Nathaniel Hawthorne’s journal entry, June 6th, 1844

Concord, June 6th.–. . . Mr. F—- arrived yesterday, and appeared to be in most excellent health, and as happy as the sunshine. About the first thing he did was to wash the dishes; and he is really indefatigable in the kitchen, so that I am quite a gentleman of leisure. Previous to his arrival, I had kindled no fire for four entire days, and had lived all that time on the corned beef, except one day, when Ellery and I went down the river on a fishing excursion. Yesterday, we boiled some lamb, which we shall have cold for dinner to-day. This morning, Mr. F—- fried a sumptuous dish of eels for breakfast. Mrs. P. —- continues to be the instrument of Providence, and yesterday sent us a very nice plum-pudding.

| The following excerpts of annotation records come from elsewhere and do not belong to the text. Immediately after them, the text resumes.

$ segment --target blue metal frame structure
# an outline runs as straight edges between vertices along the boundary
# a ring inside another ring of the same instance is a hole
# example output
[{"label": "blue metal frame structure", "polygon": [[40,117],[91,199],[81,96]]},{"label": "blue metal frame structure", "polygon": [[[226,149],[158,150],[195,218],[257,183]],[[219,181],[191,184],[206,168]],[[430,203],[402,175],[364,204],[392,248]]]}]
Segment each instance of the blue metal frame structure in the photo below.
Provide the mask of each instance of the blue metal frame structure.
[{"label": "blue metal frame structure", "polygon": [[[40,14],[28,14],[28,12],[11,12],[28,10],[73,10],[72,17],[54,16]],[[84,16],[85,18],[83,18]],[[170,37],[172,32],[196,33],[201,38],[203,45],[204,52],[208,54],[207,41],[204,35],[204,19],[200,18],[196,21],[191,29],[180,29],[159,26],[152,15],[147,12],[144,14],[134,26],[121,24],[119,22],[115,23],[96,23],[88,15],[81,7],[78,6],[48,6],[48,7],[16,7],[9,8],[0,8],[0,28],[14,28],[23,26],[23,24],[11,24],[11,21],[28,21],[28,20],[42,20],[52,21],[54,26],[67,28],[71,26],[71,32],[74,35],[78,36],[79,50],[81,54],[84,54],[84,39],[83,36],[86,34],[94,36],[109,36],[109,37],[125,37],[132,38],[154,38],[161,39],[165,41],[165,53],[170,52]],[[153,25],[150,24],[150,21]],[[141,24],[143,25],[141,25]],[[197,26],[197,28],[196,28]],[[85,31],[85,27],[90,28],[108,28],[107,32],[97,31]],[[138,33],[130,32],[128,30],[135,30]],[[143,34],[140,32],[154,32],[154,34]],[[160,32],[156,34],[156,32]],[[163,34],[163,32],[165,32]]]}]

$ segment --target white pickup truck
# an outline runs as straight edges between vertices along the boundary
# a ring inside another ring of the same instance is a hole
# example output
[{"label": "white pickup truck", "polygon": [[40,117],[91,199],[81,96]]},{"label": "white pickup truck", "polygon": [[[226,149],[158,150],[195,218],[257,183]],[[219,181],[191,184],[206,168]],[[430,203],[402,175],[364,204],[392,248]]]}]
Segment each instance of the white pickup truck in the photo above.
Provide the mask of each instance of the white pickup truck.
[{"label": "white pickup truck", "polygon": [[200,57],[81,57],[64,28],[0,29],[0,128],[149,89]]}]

I have told Mr. F—- that I shall be engaged in the forenoons, and he is to manage his own occupations and amusements during that time, . . .

Leo, I regret to say, has fallen under suspicion of a very great crime,–nothing less than murder,–a fowl crime it may well be called, for it is the slaughter of one of Mr. Hayward’s hens. He has been seen to chase the hens, several times, and the other day one of them was found dead. Possibly he may be innocent, and, as there is nothing but circumstantial evidence, it must be left with his own conscience.

Meantime, Mr. Hayward, or somebody else, seems to have given him such a whipping that he is absolutely stiff, and walks about like a rheumatic old gentleman. I am afraid, too, that he is an incorrigible thief. Ellery says he has seen him coming up the avenue with a calf’s whole head in his mouth. How he came by it is best known to Leo himself. If he were a dog of fair character, it would be no more than charity to conclude that he had either bought it, or had it given to him; but with the other charges against him, it inclines me to great distrust of his moral principles. Be that as it may, he managed his stock of provisions very thriftily, burying it in the earth, and eating a portion of it whenever he felt an appetite. If he insists upon living by highway robbery, it would be well to make him share his booty with us. . . .

From Nathaniel Hawthorne’s American Note-Books.